Treatment Roundup: July

July 1 – Chemo 16.21

We went to Monterey for two nights to give me a change of scene before radiation starts. Did a lot of walking yesterday (over 10k steps), which left me tired and sore.

Of course my phone, which rarely rings, decided to ring a lot while we were there. Call from Prudential at 7:40am to find out whether I intend to start work again next week. Then other calls and emails about that, turns out I need a release note that I’m ok to work, even though that was the date we’d all agreed on. If someone had told me this earlier…

Dr L wanted to see me before he would sign a note, did that this afternoon. Red cell counts back to normal, not sure what he said about white cells. BP 135/93 – high, for me. Neuropathy seems stable, possibly even improved, so Dr L said he doesn’t think it will get any worse from here.

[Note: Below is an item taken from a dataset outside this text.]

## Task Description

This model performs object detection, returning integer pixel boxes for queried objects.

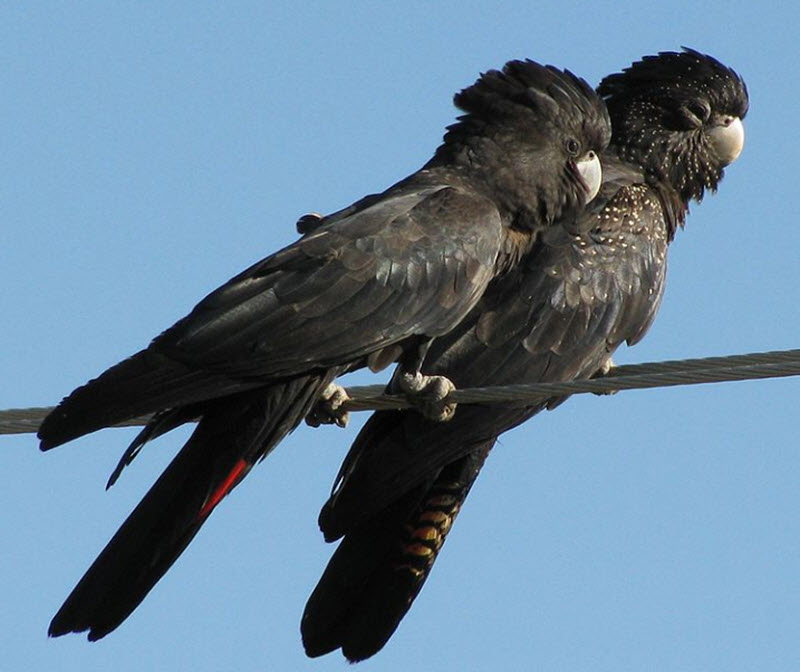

Dr L was surprised I wanted to go back to work so soon, said the earliest he’s ever seen is 6 weeks post-chemo, most people take 3 months. “Your employer must love you!” As I told him, depression is increasingly a problem, and I think it will be better for me mentally to have something besides cancer to think about. It’s likely that I’ll keep feeling better (slowly) until whatever side effects from radiation hit. But it’s probably going to be another two weeks before I even start radiation, and then I should have at least 2-3 weeks of manageable side effects.

Jul 6 – 16.25

Started work again today, was fairly productive for maybe half a day, then got very tired. Slept badly last night, which isn’t helping. Feet tingling a lot, sometimes have jabbing pains eg in sole of foot. Twice have had pain in my right 3rd and 4th toes. Is this neuropathy healing?

July 7 – 16.27

Slept better last night – ambien at night, only one cup of espresso during the day, and no alcohol. Still had hot flashes, but…

July 8 – 16.28

Went to a meditation class today, think it will be useful.

But tonight I’m so tired and so sad. Seems to me I have reason to be. We’re killing the planet. So many beautiful things will be gone. I’d be ok with the human race being done, but everything else doesn’t deserve to die.

July 10 – 16.30


Radiation dress rehearsal today – also tiring. Another 40 mins or so of having my body position adjusted with my arm in the cuffs (that hold it in position over my head, to keep it out of the way of the beam to my breast).

July 11 – 16.31 / One Month Post-Chemo

Effects I’m still having.

July 13 – 16.33, Rad 1

Leaving home to home again took just about exactly one hour, and today’s radiation probably took a little longer because they also did x-rays. Now I can feel the surgery site inside my breast, the same vague pain I’ve had off and on for months. Especially if I go braless. No idea whether that is related to the radiation. And I feel tired and depressed.

July 14 – 16.34, Rad 2

The Keflex (antibiotic) is finally getting to my stomach, and I get tired very easily. Also not sure it’s working – there’s still yellow stuff in my sinus, more on the left. Still feel uncomfortable in my skin – greasy and sweaty even when I’m not. And I do get hot and sweaty easily.

July 17 – 16.37, Rad 5

Uh… not sure I should be watching this Tig Notaro doc. “If it comes back outside the breast, it’s considered not curable.” Yeah. That.

Jul 18 – 16.38 – Saturday

Can definitely feel that something has been done to my breast. Not painful yet, but… making itself felt.

Jul 19 – 16.39 – Sunday

Some pain deep in my right breast, but a similar pain in the left. Maybe this is what hormonal tenderness feels like now?

July 22 – 16.42, Rad 8

Radiation is not noticeably affecting me much as yet, aside from an occasional twinge at the wound site. Dr Patel told me there’s inflammation happening in there.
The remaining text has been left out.